Pensez-vous que le pape puisse faire avancer les choses ?
Abbé Léonard Santedi: Le pape François suit de près la situation en République démocratique du Congo mais aussi dans d’autres pays, en tant que grand défenseur de la paix et de la justice. Par conséquent, nous sommes heureux que Son Excellence Monseigneur le nonce apostolique puisse le rencontrer et qu’au menu de leur rencontre, il puisse y avoir une parole peut-être du Saint-Père pour la paix dans le pays, comme l’Eglise elle-même est engagée à ce qu’il y ait la paix et que l’on puisse éviter le chaos en RD Congo.
A la Cenco, vous êtes aussi impliqués dans le processus de dialogue politique. Croyez-vous que ce dialogue, qui vient de s’ouvrir entre le pouvoir et une partie de l’opposition, peut permettre l’organisation rapide d’élections ?

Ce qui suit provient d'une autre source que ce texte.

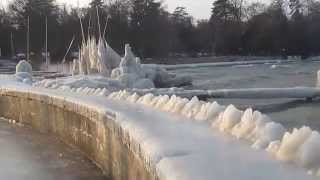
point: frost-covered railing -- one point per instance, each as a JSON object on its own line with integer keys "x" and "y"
{"x": 89, "y": 126}
{"x": 253, "y": 93}
{"x": 301, "y": 146}
{"x": 130, "y": 140}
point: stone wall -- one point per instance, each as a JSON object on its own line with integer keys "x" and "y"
{"x": 95, "y": 133}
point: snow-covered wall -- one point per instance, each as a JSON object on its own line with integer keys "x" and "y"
{"x": 133, "y": 141}
{"x": 301, "y": 146}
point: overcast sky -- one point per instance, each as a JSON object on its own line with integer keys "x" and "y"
{"x": 200, "y": 9}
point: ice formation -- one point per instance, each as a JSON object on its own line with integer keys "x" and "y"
{"x": 302, "y": 146}
{"x": 96, "y": 58}
{"x": 134, "y": 75}
{"x": 24, "y": 72}
{"x": 100, "y": 58}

L’Eglise demande qu’il y ait davantage de mesures de décrispation et que ce dialogue se fasse dans le respect des fondamentaux de la Constitution. Si on s’engage dans ces lignes-là, il est possible que l’on arrive à relancer le processus électoral qui, à l’heure actuelle, est dans l’impasse.
« Mesures de décrispation », par exemple lesquelles ?
Dans l’échange que la Cenco a pu avoir avec les acteurs politiques - aussi bien de la majorité que de l’opposition - il a été question des libérations des prisonniers politiques et d’opinion. Il y a des points encourageants qui ont déjà été faits. Il reste des prisonniers qui se trouvent dans la même situation que ceux qui ont été libérés et donc l’Eglise - notamment le président de la Cenco - en appelle à ce que l’on prolonge ces gestes-là, ces mesures de grâce. Il a lui-même remis une liste aux autorités gouvernementales pour examiner la faisabilité de continuer à libérer d’autres prisonniers politiques.
Est-ce que vous regrettez l’absence d’une partie de l’opposition ?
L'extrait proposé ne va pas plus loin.